In the context of artificial intelligence, the term is used in pattern recognition .

In empirical social research , the term is used to classify measurement results and to methodically control the classification or type formation.

In artificial intelligence

Concept of pattern recognition

Pattern recognition examines automatic classification , i.e. how objects can be automatically classified into classes. In order to distinguish objects, one first determines a number of features in which they differ as strongly as possible. Then you measure these features for each object to be classified and write the measurement results in a vector, the so-called feature vector . This gives a vector for each object with as many entries as there are features. Each of these vectors denotes a point in feature space; the feature space thus has as many dimensions as features are considered. We are now looking for a function that divides the feature space into several classes, a so-called classifier .

Types of feature spaces

The feature spaces commonly used in pattern recognition are multi-dimensional real vector spaces :

The dimension d of the space corresponds to the number of features examined and can be very large.

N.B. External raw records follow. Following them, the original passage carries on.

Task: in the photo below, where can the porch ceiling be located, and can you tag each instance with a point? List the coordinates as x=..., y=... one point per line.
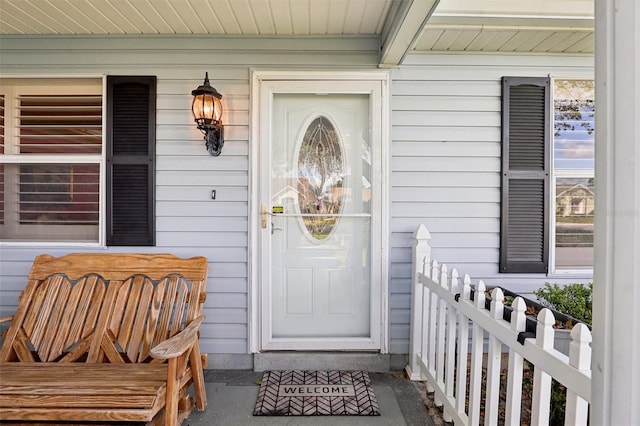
x=555, y=26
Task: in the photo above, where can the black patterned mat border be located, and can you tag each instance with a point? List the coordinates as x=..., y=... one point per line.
x=316, y=393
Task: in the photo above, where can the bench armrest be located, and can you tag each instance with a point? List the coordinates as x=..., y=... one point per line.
x=180, y=343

In empirical social research

The idea of ​​the property space was introduced by Paul F. Lazarsfeld into the methodology of empirical social research.

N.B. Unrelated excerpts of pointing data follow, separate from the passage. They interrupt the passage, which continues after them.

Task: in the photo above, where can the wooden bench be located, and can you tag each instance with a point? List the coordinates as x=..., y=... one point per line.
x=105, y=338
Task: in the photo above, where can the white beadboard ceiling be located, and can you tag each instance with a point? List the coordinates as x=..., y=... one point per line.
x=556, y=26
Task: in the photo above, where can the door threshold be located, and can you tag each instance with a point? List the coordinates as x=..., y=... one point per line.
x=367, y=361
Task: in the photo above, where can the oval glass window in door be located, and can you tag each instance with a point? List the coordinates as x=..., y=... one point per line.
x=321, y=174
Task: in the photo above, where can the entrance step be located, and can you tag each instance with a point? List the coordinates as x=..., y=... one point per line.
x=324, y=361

As in the usual spatial conception, in which certain spatial coordinates are assigned to each location, a number of characteristic dimensions can be assigned to each object of investigation in social research, based on each of which a certain measured value or a certain measurement category can be assigned. The simplest type of characteristic is a dichotomous attribute. In contrast to the usual room concept, more than three features and different scale types can be used in the feature space. The IBM punch card, which was used for a long time for statistical evaluations, contained 80 columns with 12 lines each, which allowed each respondent in an opinion poll to be classified in a dichotomous attribute range of up to 960 values.

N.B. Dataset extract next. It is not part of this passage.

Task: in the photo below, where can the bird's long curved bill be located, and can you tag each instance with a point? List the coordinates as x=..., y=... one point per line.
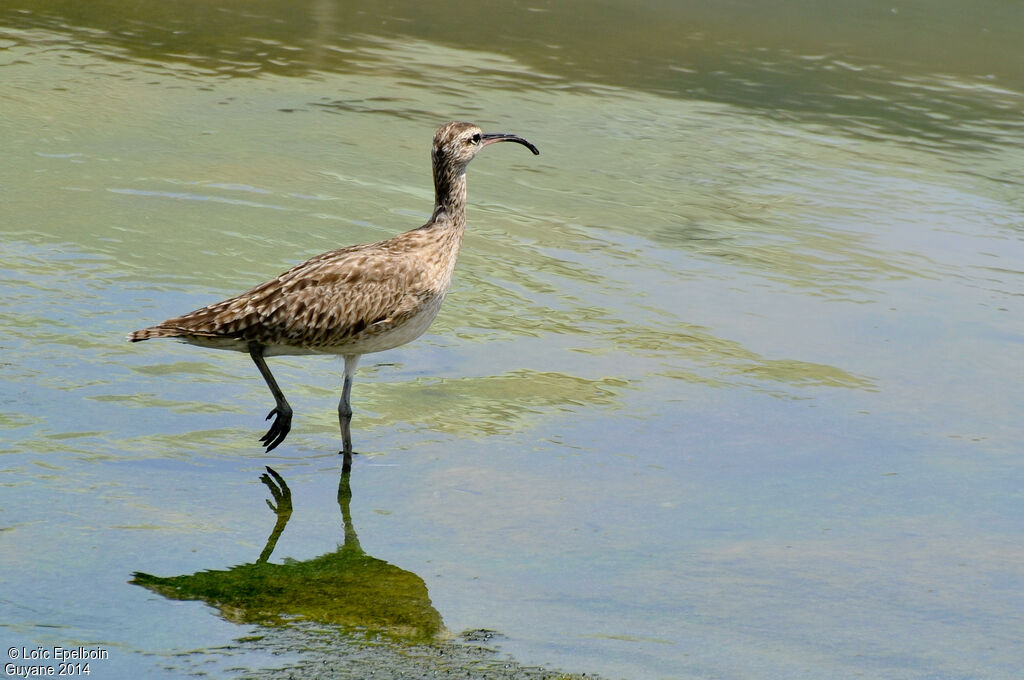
x=492, y=137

The idea of ​​the feature space is particularly helpful in reducing the amount of data and reducing it to a manageable number of classes or categories. It allows you to check which reductions are theoretically and practically sensible.

In addition, it serves as a "substructure" of previously theoretically formed or found typologies. This means that a typology and its possible classification are checked for consistency and completeness on the basis of the specified characteristics. The result may be that the list of specified features is insufficient and that it should be supplemented or reduced.

See also

Individual evidence

  1. ^ Allen H. Barton: The Concept of Property-Space in Social Research. In: Paul F. Lazarsfeld, Morris Rosenberg, (eds.): The Language of Social Research. A Reader in the Methodology of Social Research. The Free Press, New York. Collier-Macmillan Ltd. London, 1955. pp. 40 ff.